Testing interactions between radiation, carbon and water cycles using the LBA data
Yongkang
Xue, University of California, Los Angeles, USA, yxue@geog.ucla.edu
Fernando
Henrique
De Sales, University of California, Los Angeles, USA, fsales@ucla.edu
Jim
Collatz, NASA, jcollatz@biome.gsfc.nasa.gov
Xiwu
Zhan, University of Maryland, Baltimore, xzhan@hsb.gsfc.nasa.gov
The interactions between radiation, water, and carbon are a crucial component in determining terrestrial carbon and water fluxes. In this paper, we will present evidence to demonstrate the close relationship between these processes in an integrated climate system using the Simplified Simple Biosphere Model. We tested this enhanced SSiB using observational data from LBA and Boreal sites.
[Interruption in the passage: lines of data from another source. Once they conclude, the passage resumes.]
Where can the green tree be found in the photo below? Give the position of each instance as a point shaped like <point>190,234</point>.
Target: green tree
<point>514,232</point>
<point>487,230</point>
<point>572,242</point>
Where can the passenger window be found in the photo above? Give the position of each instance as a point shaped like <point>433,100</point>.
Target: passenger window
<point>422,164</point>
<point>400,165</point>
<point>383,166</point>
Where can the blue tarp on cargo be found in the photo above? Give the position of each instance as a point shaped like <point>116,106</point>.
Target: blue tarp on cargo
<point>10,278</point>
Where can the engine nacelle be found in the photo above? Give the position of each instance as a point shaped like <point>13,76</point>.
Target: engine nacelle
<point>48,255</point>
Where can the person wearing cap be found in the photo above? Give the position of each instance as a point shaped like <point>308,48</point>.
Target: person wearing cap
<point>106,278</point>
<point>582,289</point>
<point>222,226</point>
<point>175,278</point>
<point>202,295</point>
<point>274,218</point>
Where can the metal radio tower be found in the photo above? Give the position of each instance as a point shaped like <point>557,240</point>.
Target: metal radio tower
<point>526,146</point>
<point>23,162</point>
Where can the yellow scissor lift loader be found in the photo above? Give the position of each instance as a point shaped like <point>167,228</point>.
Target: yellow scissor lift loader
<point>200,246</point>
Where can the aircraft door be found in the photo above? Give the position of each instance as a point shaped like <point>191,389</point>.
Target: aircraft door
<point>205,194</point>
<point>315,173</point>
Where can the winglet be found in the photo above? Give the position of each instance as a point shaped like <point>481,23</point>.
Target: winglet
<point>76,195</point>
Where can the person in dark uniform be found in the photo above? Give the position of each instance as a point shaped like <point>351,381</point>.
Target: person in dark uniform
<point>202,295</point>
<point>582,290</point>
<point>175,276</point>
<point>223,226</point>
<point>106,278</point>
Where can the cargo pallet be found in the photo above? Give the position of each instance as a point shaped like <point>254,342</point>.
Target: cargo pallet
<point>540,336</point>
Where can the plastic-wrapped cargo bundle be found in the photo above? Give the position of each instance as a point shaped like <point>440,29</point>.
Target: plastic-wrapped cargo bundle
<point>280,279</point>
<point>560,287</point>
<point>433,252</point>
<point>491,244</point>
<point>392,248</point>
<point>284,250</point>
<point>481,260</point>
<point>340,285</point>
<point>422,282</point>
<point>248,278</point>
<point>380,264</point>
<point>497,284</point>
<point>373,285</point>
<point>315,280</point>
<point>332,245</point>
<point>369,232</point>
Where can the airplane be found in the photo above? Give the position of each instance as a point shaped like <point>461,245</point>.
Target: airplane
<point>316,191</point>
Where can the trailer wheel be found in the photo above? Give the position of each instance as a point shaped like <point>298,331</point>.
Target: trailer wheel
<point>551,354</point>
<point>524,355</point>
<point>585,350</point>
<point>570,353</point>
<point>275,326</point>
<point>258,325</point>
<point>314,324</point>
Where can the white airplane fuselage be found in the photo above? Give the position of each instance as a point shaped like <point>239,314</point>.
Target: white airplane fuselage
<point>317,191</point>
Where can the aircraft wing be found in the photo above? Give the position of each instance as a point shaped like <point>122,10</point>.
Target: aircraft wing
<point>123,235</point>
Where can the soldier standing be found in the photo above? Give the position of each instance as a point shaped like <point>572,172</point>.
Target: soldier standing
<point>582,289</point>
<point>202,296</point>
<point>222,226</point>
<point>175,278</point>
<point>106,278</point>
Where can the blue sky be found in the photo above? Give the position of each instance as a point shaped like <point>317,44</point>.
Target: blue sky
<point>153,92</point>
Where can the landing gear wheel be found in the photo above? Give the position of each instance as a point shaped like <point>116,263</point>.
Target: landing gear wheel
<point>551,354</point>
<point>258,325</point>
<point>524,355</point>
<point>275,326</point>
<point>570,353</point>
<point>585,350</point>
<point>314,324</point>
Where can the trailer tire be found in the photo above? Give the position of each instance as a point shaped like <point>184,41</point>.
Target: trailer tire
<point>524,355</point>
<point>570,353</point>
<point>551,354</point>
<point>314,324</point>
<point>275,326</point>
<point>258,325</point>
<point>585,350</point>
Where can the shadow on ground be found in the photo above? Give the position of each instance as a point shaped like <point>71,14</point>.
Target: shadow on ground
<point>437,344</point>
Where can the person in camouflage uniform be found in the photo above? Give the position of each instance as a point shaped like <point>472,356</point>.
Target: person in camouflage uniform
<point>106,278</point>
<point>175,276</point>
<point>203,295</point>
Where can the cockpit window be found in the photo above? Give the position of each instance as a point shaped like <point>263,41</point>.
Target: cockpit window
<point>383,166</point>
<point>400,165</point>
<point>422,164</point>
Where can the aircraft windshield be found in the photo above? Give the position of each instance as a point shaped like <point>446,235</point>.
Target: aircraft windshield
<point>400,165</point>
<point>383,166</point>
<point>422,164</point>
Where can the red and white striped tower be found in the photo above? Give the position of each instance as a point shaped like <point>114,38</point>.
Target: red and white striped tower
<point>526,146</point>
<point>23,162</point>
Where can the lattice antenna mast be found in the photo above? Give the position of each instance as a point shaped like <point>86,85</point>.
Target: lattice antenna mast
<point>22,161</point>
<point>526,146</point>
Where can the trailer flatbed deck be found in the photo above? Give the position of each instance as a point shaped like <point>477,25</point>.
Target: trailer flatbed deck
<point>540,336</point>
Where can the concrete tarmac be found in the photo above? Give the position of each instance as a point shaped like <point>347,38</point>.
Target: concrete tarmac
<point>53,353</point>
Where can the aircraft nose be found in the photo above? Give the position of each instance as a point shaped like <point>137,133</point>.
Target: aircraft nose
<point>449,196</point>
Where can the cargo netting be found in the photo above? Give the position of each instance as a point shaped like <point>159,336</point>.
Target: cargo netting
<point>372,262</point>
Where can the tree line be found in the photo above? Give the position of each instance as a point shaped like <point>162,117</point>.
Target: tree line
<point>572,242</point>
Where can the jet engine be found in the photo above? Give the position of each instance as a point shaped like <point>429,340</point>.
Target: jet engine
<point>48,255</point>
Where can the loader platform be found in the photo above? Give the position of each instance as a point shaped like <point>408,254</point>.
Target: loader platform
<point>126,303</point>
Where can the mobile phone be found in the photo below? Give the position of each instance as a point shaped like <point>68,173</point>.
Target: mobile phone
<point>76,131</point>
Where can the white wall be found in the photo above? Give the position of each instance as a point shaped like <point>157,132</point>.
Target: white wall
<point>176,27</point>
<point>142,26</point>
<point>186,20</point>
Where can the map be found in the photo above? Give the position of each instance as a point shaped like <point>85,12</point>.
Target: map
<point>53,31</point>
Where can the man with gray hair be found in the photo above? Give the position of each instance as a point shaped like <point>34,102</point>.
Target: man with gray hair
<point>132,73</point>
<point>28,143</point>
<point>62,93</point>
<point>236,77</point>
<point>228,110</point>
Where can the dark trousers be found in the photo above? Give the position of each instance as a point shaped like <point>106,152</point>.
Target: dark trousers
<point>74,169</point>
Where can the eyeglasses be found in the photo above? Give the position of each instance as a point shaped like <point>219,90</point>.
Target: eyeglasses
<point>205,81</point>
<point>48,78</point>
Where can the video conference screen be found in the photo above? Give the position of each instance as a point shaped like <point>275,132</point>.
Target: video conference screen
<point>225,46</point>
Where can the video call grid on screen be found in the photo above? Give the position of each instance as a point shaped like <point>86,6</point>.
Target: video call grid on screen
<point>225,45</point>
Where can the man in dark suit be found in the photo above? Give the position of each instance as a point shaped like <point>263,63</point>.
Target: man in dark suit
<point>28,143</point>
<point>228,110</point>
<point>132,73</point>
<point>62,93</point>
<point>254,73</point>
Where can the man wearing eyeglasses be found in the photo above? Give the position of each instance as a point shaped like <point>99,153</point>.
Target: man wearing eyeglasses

The initial results indicated that the model in general produced a higher than normal rate of photosynthesis which led to an overly large transpiration. We examined model performance and found that this was mainly caused by failing to recognize the effect of diffuse radiation and by not considering the sunlit and shaded leaf areas. Furthermore, only direct radiation effect was included in the scaling equation, which was adapted from SiB2.
Diffuse radiation, which arises from atmospheric scattering and from scattering within the canopy, has been shown to have a crucial role in the photosynthetic process. Therefore, we developed a new physically and biologically based parameterization for shading and scaling to more realistically simulate the land/atmosphere interaction processes. The scaling method considers the effects of both direct and diffuse radiations.
We have tested the new method using the observational data from the LBA experiment ( 2000). This new method substantially improved the simulations of daily mean carbon and water fluxes and their diurnal variations, especially in the tropical area. For example, the root-mean-square (RMS) error for the latent heat flux and the carbon flux are reduced from 15.1 w m-2 and 2.9 mmol m-2 s-1, to 45.4 w m-2 and 12.7 m mol m-2 s-1, respectively. Experiments are also conducted to comprehensively test the effects of soil moisture and clouds in estimating the variability of carbon and water fluxes.